BİLBAO VE BASK KÜLTÜRÜ LEZZETLERİ

BİLBAO VE BASK KÜLTÜRÜ LEZZETLERİ BİLBAO VE BASK KÜLTÜRÜ LEZZETLERİ

İspanya’nın kuzeydoğusunda yer alan Bilbao, Bask bölgesinin en büyük ve en gelişmiş şehridir. “Burası Bask Ülkesi, İspanya değil” sözünü sıkça duyacağınız Bilbao, 14. Yüzyılın başlarında Haro ailesinin lideri Diego Lopez V de Haro tarafından kuruluşundan sonra, Yeşil İspanya’da büyük öneme sahip olan Bask bölgesinin ticaret merkezi haline geldi. Biskaya ocaklarından çıkarılan demirin ihracına dayalı liman faaliyetleri ile gelişerek büyük bir endüstri şehrine dönüşmüştür.

 

Ancak globalleşme ile yavaş yavaş önemini kaybeden şehrin gerilediğini fark eden yöneticileri, 1980’lerde Nervion nehrinin kıyısındaki bir binanın muhteşem bir sanat müzesine dönüştürülmesine karar vermişler. Sanat ve tasarımı hayatı güzelleştirmek için kullanan Basklılar, 1990 yılında Frank Gehry’inin titanyum kaplamalı gemileri anımsatan zarif eğriler ve balık pulları gibi parlayan görüntüsü ile muhteşem modern sanatlar müzesi Guggenheim Müzesi’ni kurmuşlardır. Bilboa bu mimari mucize ile her sene milyonlarca turiste ev sahipliği yapıyor. Diğer Guggenheim Müzeleri içinde en meşhuru olan müze sadece dışını gezerken bile başınızı döndürebilir. İçinde kalıcı ve dönemsel modern sanat sergileri bulunmaktadır. Bahçesinde bulunan çiçeklerden oluşan meşhur “Puppy” de şehrin simgesi haline gelmiş. Müzede her ayın bir cuma günü Art After Dark adı verilen bir etkinlik düzenleniyor.

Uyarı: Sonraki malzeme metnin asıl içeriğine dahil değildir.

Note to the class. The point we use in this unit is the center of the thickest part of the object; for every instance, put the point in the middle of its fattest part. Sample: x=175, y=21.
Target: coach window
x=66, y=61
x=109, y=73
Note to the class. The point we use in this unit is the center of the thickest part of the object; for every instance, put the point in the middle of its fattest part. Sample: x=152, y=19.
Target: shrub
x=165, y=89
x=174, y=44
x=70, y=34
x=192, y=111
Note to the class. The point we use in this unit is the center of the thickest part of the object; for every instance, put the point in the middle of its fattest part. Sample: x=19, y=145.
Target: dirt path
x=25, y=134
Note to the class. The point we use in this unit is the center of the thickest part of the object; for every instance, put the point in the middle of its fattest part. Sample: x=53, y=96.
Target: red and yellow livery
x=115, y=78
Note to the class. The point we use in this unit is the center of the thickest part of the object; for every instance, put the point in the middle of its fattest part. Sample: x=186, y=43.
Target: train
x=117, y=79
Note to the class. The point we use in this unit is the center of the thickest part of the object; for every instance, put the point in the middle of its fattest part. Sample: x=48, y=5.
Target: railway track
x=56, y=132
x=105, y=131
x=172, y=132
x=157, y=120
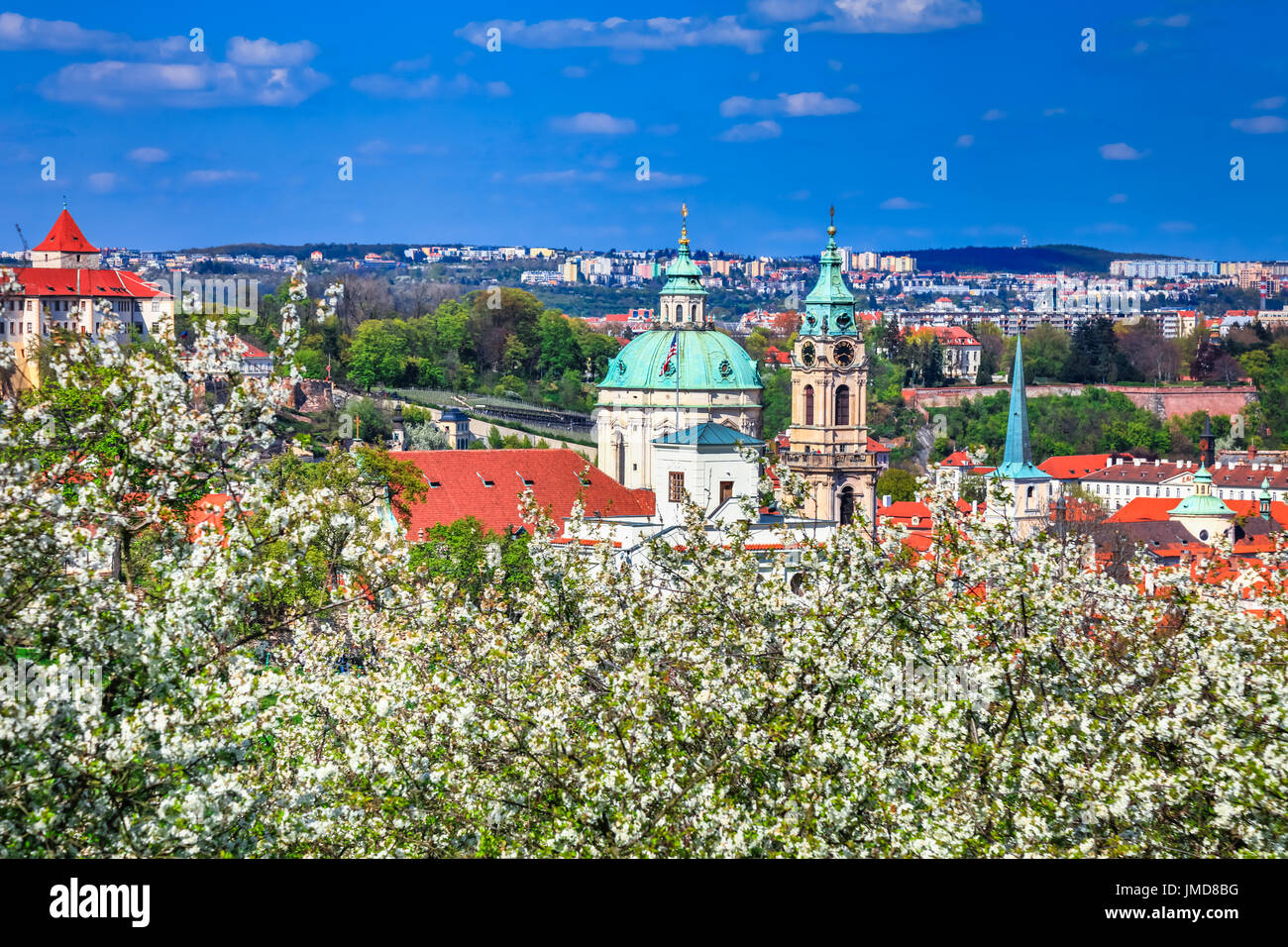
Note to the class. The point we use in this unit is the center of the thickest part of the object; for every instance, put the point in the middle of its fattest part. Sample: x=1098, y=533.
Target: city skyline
x=1127, y=147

Gece saat 10’dan 1’e kadar açık olan müzeyi dj eşliğinde elinizde içkinizle gezebilir, hatta dans edebilirsiniz. Ziyaret zamanı Salı-Pazar : saat 10.00- 22.00 arasıdır. Yetişkinler için 13 Euro, öğrenciler için 7.50 Euro, 12 yaş altı çocuklar için ücretsiz.

 

Müzenin devamında ki binanın üzerinde bulunan Michelin yıldızlı restorandan da bahsetmek istiyorum.

 

 

 

Etxanobe ; “Aşçılık sanatın anlaşılmasının başka bir yoludur”diyen ünlü Şef Fernando Canales aynı zamanda sahibi olduğu restoranı 1999 yılından beri işletiyor. Restoran Bilbao’nun merkezinde Palacio Euskalduna’nın en üst katında bulunmaktadır. Nehir ve modern binalara bakan terası ile büyüleyici bir atmosfer yakalıyor. Lezzet, ürün, gelenek ve yaratıcılık hepsi bir konseptte harmanlanmış ve büyük bir titizlikle sunuluyor. Ben açıkçası pek çok şey denemek istediğimden Super Chef Menu’yü seçtim. Tek kelime ile gerçek bir lezzet fırtınasıydı. Istakoz salatası, güvercin budu, deniztarakları, geleneksel kroketler, meyan kökü ile morina balığı, sardalya balığından yapılan lazanya menü de unutamadığım muhteşem lezzetler. Şefin masamızda sıvı nitrojen ile hazırladığı tatlı çok değişik ve güzeldi.

 

Bilbao’da gastoronomi çok zengindir. Bilbao’nun eski şehir ve Nervion nehri civarında pek çok ünlü yerel restoran ve tapas barları vardır. Tapasın yerini atıştırmalık pintxo alır.  Bunlar yöredeki tüm tatları dilim ekmekler üzerinde sunma şeklidir. Balık, et, yumurta, bıldırcın, peynir vs herşey olabilir.

 

Victor Montes Restaurante; Plaza Nueva’nın yıldız restoranı bar kısmında ki çeşitli pintxosları ile sizi içeri davet ediyor. Günün her saati gidebilirsiniz. Geleneksel Bask mutfağının hem deniz hem de et yemeklerini keyifle deneyebilirsiniz. Muhteşem somon fümeyi kesinlikle tavsiye ediyorum. Izgara ahtapot ve özel pişirilmiş kalkan çok lezzetliydi.

 

 

 

Serantes; Küçük fakat çok sevimli ve çok geleneksel tam “Bask” , Bask bir restoran. Uzun bir bar ve barın üzerinde sıra sıra dizilmiş pintxoslar. Turistlerden çok gelenler kesinlikle yerli müdavimler, keyifli sohbetler birbirleriyle atışmalar ile samimi bir ortam var. Deniz ürünlü tüm pintxosları denerken özellikle üç peynirli Pintxos’a bayıldım.

 

Eski ve yeninin güzel bir dokunuşunu hissedeceğiniz Bilbao beni çok etkiledi, yeni yerlerde ve yeni lezzetlerde buluşmak üzere…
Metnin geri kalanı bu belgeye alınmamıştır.